Events emitted with a --source-node that differs from the local EventGroup.spec.nodeName are not pushed by the outbox (the outbox only pushes self-emitted events). The expected-peer audit will show these events as missing delivery rows. Verify the source node matches:

routerctl federation event list --group cloudedge -o json \
--state-file /var/lib/routerd/routerd.db | jq '.[].sourceNode'

SAMSubnetPolicy delivery verification

For CloudEdge SAM deployments, routerd.mobility.shard.assigned events carry the shard assignment from the hub to leaf nodes. Verify delivery:

# Hub node: check deliveries to all leaf peers
routerctl federation deliveries summary --group cloudedge \
--state-file /var/lib/routerd/routerd.db

# Hub node: doctor check including expected-peer audit
routerctl doctor federation \
--state-file /var/lib/routerd/routerd.db \
--config /usr/local/etc/routerd/router.yaml

# Leaf node: confirm the event was received and the subscription processed it
routerctl federation event list --group cloudedge \
--state-file /var/lib/routerd/routerd.db
routerctl dynamic list --state-file /var/lib/routerd/routerd.db

On the leaf, routerctl dynamic list should show a DynamicConfigPart with provenance routerd.net/event-group: cloudedge. If the event is delivered but no dynamic config appears, the issue is on the subscription/plugin side, not delivery — see Event Federation Subscription.
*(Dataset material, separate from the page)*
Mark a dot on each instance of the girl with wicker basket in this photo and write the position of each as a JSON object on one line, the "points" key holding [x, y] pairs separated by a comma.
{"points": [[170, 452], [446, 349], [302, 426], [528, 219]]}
JSON output for automation

Both commands support JSON output for integration with monitoring or scripts:

# Summary as JSON
routerctl federation deliveries summary --group cloudedge -o json \
--state-file /var/lib/routerd/routerd.db

# Doctor as JSON
routerctl doctor federation -o json \
--state-file /var/lib/routerd/routerd.db \
--config /usr/local/etc/routerd/router.yaml

The doctor JSON includes summary.overall ("pass", "warn", or "fail") for alerting thresholds. A non-"pass" overall status indicates at least one check that warrants investigation.